By Russell Clark of the Capital Flows and Asset Markets Substack
As hard as it may seem now, peak oil was a big thing around 2007 or so, as the oil price surged.
The idea was that all the easy oil had been extracted, and that oil production was headed for a period of decline and high oil prices would be with us forever.
Of course, economics and finance suggests that high prices will attract capital and innovation, and eventually drive supply. This is exactly what happened as the US shale revolution turned the US into an energy exporter and flooded the market.
The best shorts are cyclical businesses that people believe in are secular stories. Cyclical businesses just need prices to rise high enough to attract competition. To my mind semiconductors and oil seem to have a lot in common. Essential for economic growth, but just need the occasional period of high prices to incentivise supply and capital investment. For me TSMC with its transparent pricing seemed to be a good place to look for signals. And in recent years, pricing has surged. I thought the surge would then see a period of decline like we saw from 2002 to 2011. Now I am not so sure.
Part of me put the recent surge in semi pricing down to the US effectively kneecapping Chinese semiconductor industry. Surely for an industry as innovative and competitive as semiconductors, surging pricing should soon turn to bust, as it did in 2001. However, reading a recent Economist briefing on semiconductors, I realised I was fooled. As a regular reader of TSMC quarterly reports, and the continual movement to lower and lower telemetry, I thought innovation in the semi industry was moving as it had always done. However as the Economist shows, the node names now longer match up with the actual improvements we are seeing.

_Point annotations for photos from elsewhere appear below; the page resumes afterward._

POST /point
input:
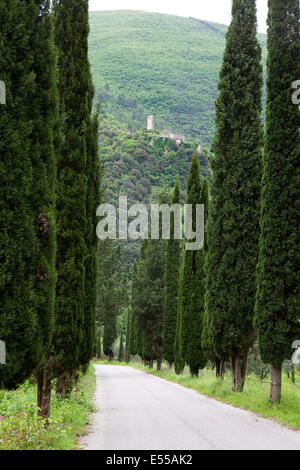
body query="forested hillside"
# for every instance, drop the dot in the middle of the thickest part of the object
(149, 63)
(137, 164)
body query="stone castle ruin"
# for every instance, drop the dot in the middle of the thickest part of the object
(178, 138)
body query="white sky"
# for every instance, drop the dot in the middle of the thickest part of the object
(218, 11)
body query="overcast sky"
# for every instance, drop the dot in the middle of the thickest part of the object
(212, 10)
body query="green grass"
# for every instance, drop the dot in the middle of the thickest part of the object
(254, 398)
(22, 429)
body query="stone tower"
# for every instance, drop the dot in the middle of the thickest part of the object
(150, 123)
(2, 93)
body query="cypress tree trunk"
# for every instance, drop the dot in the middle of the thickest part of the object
(238, 365)
(277, 309)
(194, 371)
(44, 391)
(234, 210)
(192, 285)
(220, 369)
(75, 237)
(64, 384)
(276, 380)
(172, 287)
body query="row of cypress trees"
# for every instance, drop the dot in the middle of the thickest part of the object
(252, 279)
(49, 175)
(244, 283)
(165, 319)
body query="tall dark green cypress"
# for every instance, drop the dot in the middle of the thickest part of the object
(233, 229)
(127, 343)
(133, 349)
(71, 21)
(192, 286)
(277, 316)
(27, 181)
(45, 145)
(150, 300)
(172, 287)
(121, 349)
(91, 261)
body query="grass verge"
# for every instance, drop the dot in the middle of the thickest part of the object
(22, 429)
(254, 398)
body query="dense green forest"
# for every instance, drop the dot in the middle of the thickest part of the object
(149, 63)
(73, 136)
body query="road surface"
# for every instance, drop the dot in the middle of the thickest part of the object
(138, 411)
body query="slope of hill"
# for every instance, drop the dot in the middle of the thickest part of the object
(150, 63)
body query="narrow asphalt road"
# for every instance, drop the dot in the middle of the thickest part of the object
(137, 411)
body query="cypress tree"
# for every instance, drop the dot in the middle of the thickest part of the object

Unlike oil, there has been no breakthrough technology – we have been operating at peak semi since 2010.
And in contrast to the oil industry, the semiconductor sector has been the place to be.
There has been talk of some technological breakthroughs to drive more improvement- switching from silicone to nano carbon or quantum computing, but nothing so far. If peak semi is real, and it looks that way to me, and AI is real, and my interactions with Chat GPT are leaning that way, then absent a recession, semiconductors will continue to do well. What is similar to peak oil is that semiconductor industry requires a new technology to add capacity. While there is plenty of investment, so far no transformative breakthrough has occurred. Perhaps the most interesting thing about “peak semi” is that AI is driving increasing power usage. The performance of US utilities, and particularly nuclear focused utilities shows that a connection between computing and power prices is beginning to be established.
Can surging investment into AI eventually cause power prices to rise to a degree to force much tighter interest rates policy from central bankers? Maybe, but I don’t know. But what I have learnt is that if the best shorts are cyclical stocks that people believe are secular growth stocks, then the corollary is looking true – cyclical stocks that turn into secular growth stocks are the best longs. Nvidia and semiconductors are fitting that bill – and maybe now utilities too?